Overview
Key Features
-
🧠 Semantic Understanding of Queries
Utilizes sentence embeddings and transformer-based language models to interpret user intent beyond keywords. -
⚖️ Contextual Retrieval of IPC Sections
Retrieves the most relevant sections and clauses of the Indian Penal Code using vector similarity search (cosine similarity) instead of plain text lookup. -
💬 Interactive Gradio Interface
A clean, conversational UI built with Gradio for seamless question–answer interactions and real-time feedback. -
📚 Structured Legal Dataset
Preprocessed IPC dataset containing section numbers, descriptions, and legal explanations for fast semantic search. -
🔍 Intelligent Response Generation
Combines retrieved legal text with summarization logic to generate clear, simplified explanations for users. -
📈 Scalable and Extensible Design
Can easily be extended to cover additional acts (like CrPC, IT Act, etc.) or connected to external databases and legal APIs.
Technologies Used
- Frontend: Gradio (Python Web UI)
- Backend / NLP: Python, Sentence-Transformers (e.g., nomic-ai/nomic-embed-text-v1), FAISS
- Data Source: Structured Indian Penal Code dataset (.pdf)
- Semantic Search: Cosine Similarity on Embedding Vectors
- Models : Hugging Face Transformers (mistralai/Mistral-7B-Instruct-v0.2)
- Deployment: Hugging Face Spaces
Architecture Overview
- Parsed and structured IPC sections into a pickle file.
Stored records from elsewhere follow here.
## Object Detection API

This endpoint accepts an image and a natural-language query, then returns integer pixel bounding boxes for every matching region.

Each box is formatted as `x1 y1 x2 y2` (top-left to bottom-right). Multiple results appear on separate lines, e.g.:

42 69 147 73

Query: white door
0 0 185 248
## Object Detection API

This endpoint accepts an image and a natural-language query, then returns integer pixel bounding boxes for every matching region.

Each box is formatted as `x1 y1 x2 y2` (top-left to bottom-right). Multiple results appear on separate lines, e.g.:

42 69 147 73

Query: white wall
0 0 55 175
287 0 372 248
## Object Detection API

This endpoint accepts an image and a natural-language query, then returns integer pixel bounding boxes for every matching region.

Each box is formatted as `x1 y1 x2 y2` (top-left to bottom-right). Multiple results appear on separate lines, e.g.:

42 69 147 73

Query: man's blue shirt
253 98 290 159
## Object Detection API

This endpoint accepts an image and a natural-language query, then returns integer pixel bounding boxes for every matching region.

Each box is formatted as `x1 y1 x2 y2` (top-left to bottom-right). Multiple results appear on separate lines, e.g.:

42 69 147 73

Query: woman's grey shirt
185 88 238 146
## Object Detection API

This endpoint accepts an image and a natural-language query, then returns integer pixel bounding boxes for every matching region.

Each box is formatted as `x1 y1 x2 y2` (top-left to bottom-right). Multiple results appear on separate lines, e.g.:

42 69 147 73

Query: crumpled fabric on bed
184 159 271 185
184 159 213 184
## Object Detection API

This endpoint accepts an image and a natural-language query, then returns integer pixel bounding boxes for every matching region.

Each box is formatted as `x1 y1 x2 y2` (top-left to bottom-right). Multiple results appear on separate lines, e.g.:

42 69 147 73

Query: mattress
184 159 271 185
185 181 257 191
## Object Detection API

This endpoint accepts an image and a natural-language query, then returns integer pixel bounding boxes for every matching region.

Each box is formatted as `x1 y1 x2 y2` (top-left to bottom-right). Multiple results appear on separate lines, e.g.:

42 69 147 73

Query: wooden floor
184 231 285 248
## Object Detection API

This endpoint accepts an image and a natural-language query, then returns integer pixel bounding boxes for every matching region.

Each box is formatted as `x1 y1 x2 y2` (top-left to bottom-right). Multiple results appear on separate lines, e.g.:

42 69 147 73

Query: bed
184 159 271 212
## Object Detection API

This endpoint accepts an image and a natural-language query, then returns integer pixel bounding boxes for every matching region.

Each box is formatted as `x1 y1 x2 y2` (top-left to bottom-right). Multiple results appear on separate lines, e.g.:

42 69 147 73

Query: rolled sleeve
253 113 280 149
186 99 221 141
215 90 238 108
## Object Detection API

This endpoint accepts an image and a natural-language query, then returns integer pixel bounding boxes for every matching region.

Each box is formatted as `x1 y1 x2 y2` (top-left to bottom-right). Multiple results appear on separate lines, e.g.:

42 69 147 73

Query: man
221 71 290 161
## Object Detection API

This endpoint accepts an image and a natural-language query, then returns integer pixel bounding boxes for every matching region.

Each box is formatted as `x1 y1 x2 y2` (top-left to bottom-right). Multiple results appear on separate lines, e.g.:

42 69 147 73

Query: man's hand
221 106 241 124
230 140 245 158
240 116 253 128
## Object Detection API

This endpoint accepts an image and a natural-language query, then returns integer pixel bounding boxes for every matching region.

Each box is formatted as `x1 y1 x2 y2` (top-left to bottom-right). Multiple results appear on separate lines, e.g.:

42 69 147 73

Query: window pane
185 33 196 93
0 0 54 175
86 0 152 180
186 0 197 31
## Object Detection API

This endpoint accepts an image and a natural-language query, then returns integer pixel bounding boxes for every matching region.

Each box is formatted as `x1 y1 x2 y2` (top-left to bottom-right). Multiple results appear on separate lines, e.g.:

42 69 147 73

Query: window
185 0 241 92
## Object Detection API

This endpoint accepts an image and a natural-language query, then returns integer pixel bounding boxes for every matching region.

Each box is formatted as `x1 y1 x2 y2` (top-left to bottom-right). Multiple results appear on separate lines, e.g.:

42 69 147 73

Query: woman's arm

- Generated embeddings for all IPC clauses using a transformer model.
- When a user submits a query, it is embedded using the same model.
- The system computes semantic similarity between the query embedding and all IPC embeddings.
- The top-matching sections are retrieved and ranked by relevance score.
- Synthesizes a clear, concise explanation combining the retrieved section and relevant context.
- Returns the answer through the Gradio interface with a link to the IPC section reference.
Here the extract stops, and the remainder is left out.